Christie: I think so. It’s good to certain degree to be conscious of the balance in your roster of artists, and I’ve been conscious of the male to female ratio, which comes up in the local press at least once a year. And gay and lesbian artists we try to keep it as broad-based as we can, but it’s really about the work ultimately.

Conner: Do you have a sense of obligation to young gay artists?

Christie: Yes, but support comes in many different guises: showing, making recommendations, viewing materials, etc. For myself, yes I’m out, I’m gay, but it doesn’t come into the day to day as much unless it’s just me and my business partner in the gallery, who is gay. But when it’s outside the gallery it depends. Some people are going to buy work from a hot chick or a hot guy and it becomes so much more about whom you are dealing with and his or her likes and dislikes. You know… proclivities.

Conner: How many gay or lesbian artists do you show?

Christie: We show 6 out of 17. Though I’m not turned on by showing blatantly erotic work. Gay or straight. That’s not my thing, but for my own collection something sexy can really work.

[Timothy Tompkins’ “Big Tree” from his Interstate Sublime series.]
Conner: Where are you from originally?

Christie: The off the coast of Florida, from Anna Maria Island.

Conner: When did you move to NY?

Christie: In 1994. Before that I was at Boston University. I really started in the art world in 1996. I was debating the masters route and then I just met the right mentor at the right time.

Conner: When did you come out?

Christie: When I was in college. Being gay was so far removed from the realm of possibility, at least from my growing up and where I’m from. I’m so envious in a way of kids today who are able to come out in high school because that fascinates me. That just wasn’t my world.

Conner: What got you interested in art?

Christie: My parents. Whenever we would travel anywhere my parents would always make it a point to go to an art museum though it wasn’t until I was half way through college that I took up Art History. I actually started in archaeology but didn’t want to spend a summer digging somewhere without a nice hotel.

Conner: Have you always been drawn to contemporary art?

Christie: It really started in the early 90s from reading Artforum and Art in America because our classes kind of ended with Pollock and an image of Warhol.

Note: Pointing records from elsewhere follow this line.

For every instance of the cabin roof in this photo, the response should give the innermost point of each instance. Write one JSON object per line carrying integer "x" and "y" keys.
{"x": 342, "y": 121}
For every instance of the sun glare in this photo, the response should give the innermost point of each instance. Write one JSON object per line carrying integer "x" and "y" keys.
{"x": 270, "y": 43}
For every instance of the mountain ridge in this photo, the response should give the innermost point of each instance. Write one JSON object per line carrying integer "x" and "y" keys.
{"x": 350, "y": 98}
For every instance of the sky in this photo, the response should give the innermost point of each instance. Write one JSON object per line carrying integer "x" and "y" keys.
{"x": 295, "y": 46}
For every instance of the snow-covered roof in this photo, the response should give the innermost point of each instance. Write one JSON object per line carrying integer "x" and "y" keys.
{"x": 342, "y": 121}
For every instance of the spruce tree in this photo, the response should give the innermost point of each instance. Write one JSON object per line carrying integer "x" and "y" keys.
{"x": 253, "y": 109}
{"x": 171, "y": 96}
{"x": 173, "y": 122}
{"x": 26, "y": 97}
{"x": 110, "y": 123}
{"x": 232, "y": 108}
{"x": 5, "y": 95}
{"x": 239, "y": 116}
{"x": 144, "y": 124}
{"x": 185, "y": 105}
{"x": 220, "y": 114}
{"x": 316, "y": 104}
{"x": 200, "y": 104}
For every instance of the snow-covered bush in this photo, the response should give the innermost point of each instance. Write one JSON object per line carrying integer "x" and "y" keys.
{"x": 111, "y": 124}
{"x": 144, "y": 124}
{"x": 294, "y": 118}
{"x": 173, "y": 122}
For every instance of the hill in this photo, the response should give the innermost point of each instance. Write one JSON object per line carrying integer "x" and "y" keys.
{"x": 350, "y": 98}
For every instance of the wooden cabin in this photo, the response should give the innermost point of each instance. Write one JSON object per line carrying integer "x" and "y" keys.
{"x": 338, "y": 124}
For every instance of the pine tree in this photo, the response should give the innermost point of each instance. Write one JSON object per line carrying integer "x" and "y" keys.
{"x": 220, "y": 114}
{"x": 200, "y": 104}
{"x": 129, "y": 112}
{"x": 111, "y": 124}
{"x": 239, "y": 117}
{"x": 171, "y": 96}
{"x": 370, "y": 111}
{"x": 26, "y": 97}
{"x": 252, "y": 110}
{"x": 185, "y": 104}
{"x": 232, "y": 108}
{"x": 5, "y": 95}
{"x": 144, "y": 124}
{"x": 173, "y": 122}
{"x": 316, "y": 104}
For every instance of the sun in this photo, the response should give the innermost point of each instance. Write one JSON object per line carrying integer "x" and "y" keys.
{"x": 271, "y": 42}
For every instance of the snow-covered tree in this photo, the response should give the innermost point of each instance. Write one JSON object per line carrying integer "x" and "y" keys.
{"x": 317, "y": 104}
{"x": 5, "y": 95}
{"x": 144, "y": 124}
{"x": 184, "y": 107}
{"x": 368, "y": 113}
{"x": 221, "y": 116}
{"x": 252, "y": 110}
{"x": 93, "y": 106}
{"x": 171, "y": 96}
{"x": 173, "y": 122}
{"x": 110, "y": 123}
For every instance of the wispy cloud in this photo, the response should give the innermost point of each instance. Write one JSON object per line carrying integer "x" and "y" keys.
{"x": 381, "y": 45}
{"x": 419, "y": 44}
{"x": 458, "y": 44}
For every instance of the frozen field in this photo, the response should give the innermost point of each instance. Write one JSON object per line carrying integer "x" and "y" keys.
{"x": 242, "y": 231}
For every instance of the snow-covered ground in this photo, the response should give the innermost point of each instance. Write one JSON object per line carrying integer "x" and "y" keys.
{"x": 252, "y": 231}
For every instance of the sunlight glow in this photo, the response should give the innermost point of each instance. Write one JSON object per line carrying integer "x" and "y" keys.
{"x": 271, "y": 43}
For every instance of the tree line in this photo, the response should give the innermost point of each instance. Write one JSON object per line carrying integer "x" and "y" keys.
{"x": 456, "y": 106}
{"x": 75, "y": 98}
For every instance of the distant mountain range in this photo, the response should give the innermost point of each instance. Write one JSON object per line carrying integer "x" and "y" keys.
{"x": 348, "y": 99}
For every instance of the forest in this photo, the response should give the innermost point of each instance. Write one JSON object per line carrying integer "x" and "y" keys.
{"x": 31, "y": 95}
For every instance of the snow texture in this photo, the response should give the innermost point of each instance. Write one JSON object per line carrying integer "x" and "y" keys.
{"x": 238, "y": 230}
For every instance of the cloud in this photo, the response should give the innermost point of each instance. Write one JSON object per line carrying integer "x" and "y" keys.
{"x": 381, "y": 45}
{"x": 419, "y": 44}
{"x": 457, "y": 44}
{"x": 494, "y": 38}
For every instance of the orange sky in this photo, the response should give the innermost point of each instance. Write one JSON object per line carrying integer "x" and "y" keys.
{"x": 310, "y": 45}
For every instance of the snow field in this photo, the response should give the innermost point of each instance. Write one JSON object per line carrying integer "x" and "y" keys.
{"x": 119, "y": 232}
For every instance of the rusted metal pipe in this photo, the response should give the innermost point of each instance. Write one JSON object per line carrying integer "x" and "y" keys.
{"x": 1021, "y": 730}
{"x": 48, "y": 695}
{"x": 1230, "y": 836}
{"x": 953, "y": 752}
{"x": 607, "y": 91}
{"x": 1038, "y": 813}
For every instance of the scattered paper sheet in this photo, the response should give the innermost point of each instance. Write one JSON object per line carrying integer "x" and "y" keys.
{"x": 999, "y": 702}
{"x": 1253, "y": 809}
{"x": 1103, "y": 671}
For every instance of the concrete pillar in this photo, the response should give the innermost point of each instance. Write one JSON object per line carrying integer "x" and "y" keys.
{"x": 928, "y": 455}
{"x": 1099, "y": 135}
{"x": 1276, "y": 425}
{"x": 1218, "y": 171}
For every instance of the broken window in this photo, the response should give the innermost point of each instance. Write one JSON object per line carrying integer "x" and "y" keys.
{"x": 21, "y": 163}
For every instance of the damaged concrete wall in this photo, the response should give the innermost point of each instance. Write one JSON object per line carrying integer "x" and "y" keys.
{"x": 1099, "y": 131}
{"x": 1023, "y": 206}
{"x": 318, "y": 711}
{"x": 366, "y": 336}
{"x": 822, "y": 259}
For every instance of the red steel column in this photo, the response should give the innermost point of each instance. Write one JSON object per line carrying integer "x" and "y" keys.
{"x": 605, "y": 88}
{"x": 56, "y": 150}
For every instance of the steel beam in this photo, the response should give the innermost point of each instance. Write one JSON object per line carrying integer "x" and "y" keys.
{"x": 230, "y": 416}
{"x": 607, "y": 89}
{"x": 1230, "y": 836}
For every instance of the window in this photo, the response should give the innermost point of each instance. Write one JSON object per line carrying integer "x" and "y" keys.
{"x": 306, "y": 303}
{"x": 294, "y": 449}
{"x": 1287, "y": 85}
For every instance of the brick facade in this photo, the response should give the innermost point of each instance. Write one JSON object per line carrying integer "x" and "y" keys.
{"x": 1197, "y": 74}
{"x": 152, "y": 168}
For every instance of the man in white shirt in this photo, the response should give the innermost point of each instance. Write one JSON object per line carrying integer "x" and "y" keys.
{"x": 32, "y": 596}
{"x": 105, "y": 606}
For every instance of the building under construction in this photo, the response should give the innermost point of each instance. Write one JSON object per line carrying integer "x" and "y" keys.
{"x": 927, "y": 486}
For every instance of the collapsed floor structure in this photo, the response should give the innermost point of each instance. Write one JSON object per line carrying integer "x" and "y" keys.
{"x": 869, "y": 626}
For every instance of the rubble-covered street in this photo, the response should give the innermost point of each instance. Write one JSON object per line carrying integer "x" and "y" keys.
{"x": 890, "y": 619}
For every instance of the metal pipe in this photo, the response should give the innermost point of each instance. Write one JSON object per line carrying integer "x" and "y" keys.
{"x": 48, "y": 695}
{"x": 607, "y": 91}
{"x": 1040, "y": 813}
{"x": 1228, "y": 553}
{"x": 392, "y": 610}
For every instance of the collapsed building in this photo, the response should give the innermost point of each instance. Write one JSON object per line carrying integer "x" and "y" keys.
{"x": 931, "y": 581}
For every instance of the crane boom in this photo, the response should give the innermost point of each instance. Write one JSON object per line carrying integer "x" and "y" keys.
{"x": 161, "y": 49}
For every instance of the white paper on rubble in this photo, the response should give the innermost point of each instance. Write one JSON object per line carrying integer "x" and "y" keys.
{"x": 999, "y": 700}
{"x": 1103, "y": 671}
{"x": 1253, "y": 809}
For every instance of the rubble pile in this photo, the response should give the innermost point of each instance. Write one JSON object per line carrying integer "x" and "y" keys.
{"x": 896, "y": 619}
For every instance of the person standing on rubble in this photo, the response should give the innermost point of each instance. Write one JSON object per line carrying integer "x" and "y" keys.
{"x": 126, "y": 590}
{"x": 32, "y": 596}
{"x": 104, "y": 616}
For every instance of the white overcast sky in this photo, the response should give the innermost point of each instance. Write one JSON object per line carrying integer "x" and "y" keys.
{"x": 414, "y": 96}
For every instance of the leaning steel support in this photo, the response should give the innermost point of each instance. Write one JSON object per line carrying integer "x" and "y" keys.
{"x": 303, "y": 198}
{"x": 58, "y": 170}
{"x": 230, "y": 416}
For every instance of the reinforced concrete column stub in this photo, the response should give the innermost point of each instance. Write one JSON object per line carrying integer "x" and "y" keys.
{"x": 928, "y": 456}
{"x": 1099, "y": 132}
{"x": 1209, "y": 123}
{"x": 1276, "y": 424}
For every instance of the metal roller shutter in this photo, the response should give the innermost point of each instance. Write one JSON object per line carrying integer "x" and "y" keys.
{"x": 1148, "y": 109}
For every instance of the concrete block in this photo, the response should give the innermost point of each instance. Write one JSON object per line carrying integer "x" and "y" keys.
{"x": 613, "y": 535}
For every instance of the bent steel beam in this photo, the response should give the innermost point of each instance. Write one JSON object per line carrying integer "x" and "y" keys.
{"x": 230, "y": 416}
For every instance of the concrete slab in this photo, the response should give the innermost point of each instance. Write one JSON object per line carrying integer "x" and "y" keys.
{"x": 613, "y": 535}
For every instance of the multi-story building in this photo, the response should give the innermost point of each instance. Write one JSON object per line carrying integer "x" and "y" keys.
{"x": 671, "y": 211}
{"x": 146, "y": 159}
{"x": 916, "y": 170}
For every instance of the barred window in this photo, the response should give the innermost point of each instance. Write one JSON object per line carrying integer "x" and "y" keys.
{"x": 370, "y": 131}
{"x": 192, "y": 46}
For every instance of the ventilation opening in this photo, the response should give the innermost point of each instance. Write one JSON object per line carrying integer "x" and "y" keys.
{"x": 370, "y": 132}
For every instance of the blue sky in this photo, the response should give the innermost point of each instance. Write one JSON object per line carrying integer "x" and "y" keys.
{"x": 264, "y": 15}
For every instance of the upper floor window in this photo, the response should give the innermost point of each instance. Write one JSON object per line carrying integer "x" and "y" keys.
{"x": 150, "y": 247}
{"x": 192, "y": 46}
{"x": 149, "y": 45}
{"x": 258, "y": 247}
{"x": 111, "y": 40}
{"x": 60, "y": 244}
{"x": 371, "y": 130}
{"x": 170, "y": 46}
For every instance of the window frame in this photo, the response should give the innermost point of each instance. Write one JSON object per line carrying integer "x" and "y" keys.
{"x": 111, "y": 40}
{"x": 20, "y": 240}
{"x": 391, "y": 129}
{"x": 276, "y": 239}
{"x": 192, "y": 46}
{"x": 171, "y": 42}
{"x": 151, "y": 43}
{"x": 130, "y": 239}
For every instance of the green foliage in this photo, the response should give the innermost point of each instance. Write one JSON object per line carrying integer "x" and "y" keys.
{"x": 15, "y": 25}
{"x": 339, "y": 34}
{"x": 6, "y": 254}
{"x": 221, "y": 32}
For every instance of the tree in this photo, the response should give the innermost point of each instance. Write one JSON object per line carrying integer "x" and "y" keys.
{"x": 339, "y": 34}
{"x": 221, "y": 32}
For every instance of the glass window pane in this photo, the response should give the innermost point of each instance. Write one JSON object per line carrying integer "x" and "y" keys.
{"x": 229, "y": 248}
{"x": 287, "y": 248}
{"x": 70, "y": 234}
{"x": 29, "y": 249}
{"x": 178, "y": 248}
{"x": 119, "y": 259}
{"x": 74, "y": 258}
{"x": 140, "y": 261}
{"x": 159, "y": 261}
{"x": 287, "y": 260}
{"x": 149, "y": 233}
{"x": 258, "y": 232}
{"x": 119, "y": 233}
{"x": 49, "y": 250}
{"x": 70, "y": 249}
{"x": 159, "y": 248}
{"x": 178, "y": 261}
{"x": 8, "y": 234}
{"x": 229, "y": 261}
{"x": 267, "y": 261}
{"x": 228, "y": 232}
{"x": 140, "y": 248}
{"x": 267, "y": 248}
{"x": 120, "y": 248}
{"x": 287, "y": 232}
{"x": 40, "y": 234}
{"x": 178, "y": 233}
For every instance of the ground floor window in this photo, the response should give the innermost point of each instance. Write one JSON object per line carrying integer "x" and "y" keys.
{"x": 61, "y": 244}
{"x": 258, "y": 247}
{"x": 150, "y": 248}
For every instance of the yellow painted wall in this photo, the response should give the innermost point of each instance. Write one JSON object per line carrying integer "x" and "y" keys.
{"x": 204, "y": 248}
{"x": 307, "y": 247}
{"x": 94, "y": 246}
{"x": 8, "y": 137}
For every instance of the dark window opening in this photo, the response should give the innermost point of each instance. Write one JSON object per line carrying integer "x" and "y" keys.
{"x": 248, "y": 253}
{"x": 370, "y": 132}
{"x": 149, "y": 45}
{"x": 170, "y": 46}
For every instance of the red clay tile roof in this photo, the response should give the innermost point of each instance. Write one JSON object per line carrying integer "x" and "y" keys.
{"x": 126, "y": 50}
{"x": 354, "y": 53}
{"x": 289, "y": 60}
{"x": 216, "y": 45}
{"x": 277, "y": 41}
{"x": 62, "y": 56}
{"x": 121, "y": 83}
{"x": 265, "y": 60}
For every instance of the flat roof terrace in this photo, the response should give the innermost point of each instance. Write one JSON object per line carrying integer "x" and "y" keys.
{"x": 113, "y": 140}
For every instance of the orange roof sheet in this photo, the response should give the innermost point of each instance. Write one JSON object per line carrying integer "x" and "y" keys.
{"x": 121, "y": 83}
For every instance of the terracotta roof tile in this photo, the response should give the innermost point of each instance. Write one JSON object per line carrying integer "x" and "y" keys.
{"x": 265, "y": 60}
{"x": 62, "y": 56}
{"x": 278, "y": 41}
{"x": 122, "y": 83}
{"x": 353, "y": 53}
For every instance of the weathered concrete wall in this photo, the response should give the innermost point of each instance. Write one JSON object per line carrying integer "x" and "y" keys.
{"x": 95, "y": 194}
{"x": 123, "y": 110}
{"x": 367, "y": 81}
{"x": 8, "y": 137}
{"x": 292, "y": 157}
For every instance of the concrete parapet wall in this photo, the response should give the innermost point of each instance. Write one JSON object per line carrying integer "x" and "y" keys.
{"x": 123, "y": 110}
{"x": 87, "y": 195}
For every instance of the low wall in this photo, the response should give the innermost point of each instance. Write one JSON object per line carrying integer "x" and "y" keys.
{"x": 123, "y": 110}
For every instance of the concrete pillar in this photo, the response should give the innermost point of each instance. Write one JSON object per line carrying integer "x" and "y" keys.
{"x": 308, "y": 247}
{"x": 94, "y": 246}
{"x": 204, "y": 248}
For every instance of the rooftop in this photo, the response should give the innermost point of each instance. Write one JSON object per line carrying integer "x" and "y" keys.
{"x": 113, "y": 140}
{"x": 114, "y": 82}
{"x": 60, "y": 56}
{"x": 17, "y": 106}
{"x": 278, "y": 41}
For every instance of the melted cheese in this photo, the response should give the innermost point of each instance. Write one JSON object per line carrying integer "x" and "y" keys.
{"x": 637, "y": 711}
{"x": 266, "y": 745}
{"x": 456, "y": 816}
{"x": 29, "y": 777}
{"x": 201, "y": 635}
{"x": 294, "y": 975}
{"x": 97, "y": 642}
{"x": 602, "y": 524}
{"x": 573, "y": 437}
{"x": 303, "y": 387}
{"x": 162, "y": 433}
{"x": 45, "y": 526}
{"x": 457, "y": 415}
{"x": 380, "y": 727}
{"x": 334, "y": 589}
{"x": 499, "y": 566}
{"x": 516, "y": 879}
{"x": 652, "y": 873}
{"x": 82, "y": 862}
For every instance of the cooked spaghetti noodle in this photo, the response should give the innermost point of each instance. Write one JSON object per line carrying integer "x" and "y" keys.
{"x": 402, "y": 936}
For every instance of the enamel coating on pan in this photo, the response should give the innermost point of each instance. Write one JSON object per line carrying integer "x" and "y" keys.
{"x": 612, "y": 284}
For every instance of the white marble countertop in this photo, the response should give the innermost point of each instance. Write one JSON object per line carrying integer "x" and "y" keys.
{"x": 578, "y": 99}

When I was in middle school Warhol died, but I was already fascinated with him. If it wasn’t for him I wouldn’t be in New York at all. For a kid from an island in Florida it really had an impact.

Conner: So Warhol kind of pushed you to New York City?

Christie: For sure, even though he was dead and buried. But through my internship at Charles Cowles I met a lot of factory people and that always made me secretly happy.
[Lia Holleran’s “Untitled (Diffusion 3)” helps build her Vellum series.]
Conner: What do you think about being young and gay and in the art world in New York now? A lot different from when Andy ruled the scene…

Christie: It’s great not even in New York because you have that kinship. For example, every year for the last several years going to South Beach for Art Basel Miami Beach has always been a funny thing.

Conner: You mean going to the club Twist, don’t you?

Christie: Yeah! The bar upstairs. We call that “the Office,” because you can see everyone and anyone in the art world pass through and do more business of any kind there. Being gay, there are so many specific outlets for us outside of work. I found I got so much more work done at Twist than during the day. It’s great to have that sense of community in the art world which can be kind of a…

Conner: Clusterfuck.

Christie: Sure. And corporate and very money-driven.

Conner: Do you think a crash in the art market would be good for art?

Christie: I think it’s important to take a step back from these issues of the market and money. That’s what I do a lot. I say to myself I don’t want this as part of my life. And that makes me happy.